Ashlie Billingslea and Jasmine Payne were sentenced to five years of prison for their crimes, suspended to 18 months of probation under the youthful offenders act, and are required to pay restitution to the victims whose credit cards and debit cards Billingslea and Payne stole from Blatt Physical Education Center last March.
According to GOgamecocks.com, “The players were charged with taking the stolen cards and, in one instance, using them at Wal-Mart to purchase a TV and other items totaling more than $400, assistant solicitor Dolly Justice said.” The hunt for plastic uncovered the pot. “While searching their dorm room for the credit and debit cards, campus police also found 21 grams of pot divided into 44 plastic bags inside a team-issued gym bag with Billingslea’s name on it.” Who says athletes can’t do math?
Driven to crime
An Illinois man decided to see just how rugged his Hummer really was.

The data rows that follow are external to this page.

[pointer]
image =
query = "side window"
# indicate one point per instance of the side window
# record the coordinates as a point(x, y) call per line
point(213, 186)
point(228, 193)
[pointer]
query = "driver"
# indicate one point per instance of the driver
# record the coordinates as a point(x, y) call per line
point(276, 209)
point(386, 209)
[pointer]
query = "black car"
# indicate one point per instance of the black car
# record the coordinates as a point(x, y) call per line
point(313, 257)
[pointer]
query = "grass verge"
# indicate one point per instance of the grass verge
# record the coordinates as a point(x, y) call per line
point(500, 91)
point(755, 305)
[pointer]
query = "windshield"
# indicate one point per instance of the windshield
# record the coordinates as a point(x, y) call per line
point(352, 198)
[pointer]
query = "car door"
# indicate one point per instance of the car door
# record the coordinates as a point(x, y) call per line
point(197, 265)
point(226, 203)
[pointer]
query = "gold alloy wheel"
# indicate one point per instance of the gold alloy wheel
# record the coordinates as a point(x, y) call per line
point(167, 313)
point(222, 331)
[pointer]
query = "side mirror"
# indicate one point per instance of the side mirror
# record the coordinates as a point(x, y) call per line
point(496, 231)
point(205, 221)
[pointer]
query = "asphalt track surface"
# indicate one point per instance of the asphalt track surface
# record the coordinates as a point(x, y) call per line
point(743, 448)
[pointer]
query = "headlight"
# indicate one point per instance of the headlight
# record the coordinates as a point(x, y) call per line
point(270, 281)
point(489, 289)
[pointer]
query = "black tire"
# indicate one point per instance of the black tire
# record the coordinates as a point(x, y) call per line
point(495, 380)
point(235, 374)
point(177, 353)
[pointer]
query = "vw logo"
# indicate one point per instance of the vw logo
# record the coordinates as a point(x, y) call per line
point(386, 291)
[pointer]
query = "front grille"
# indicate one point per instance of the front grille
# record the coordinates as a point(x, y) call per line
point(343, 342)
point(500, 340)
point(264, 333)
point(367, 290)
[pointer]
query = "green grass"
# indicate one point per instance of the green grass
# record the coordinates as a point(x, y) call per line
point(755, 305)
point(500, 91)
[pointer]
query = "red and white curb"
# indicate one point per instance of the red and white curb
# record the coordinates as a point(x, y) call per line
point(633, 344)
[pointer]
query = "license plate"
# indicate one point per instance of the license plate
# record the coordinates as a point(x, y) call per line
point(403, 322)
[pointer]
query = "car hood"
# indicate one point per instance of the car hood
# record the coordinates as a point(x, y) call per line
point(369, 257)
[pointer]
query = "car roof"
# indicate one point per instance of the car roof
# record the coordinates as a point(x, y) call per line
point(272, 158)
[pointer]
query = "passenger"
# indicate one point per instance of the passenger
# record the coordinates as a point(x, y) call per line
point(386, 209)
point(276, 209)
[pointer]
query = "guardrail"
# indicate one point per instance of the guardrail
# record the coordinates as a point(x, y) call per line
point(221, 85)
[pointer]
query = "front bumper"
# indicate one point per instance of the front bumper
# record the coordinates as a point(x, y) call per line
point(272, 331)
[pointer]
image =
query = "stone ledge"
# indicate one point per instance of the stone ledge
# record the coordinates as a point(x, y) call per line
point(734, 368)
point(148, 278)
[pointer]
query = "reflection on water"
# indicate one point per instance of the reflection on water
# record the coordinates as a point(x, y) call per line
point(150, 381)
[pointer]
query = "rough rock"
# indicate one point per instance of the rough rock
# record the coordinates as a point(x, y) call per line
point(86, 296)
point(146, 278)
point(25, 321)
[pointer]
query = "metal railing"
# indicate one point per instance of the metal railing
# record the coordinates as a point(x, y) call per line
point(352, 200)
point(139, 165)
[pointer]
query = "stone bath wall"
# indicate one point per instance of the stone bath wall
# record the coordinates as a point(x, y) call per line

On the evening of Nov. 14, John Eager crashed his vehicle through the parking gate at Advocate Christ Medical Center in Oak Lawn, Ill. He had a good explanation, though. Police say “Eager told the arresting officer that he crashed through the gate because he did not see an attendant on duty and he did not have a credit card with him to pay for the parking fee,” the Chicago Tribune reports.
A security guard detained the overly impatient (but plastic-free) Eager until police arrived. The driver was charged with criminal damage to property.
Public (official) intoxication
Meanwhile, a former county commissioner and current school board member in Tennessee had his credit card on hand but shouldn’t have been behind the wheel.
Mark Edward Wilkerson of Chapel Hill, Tenn., was charged with driving under the influence and refusing to take a blood alcohol test, according to public records, after a sheriff’s deputy pulled Wilkerson over for driving his white 2002 Cadillac Deville in an erratic manner at about 1 a.m. on Nov. 16.
Wilkerson apparently told Marshall County, Tenn., Sheriff’s Deputy Tony Nichols that a call to the chief deputy and the sheriff would solve any problems. The deputy noted an empty beer bottle on the rear floorboard of the car.
According to a report by the Marshall County Tribune, “Wilkerson initially ‘removed a credit card from his wallet thinking it was his driver’s license,’ Nichols wrote in his report.” The deputy also noted in his report that Wilkerson denied both driving under the influence and having any empty or open containers in his vehicle. Not surprisingly, the driver performed poorly on field sobriety tests.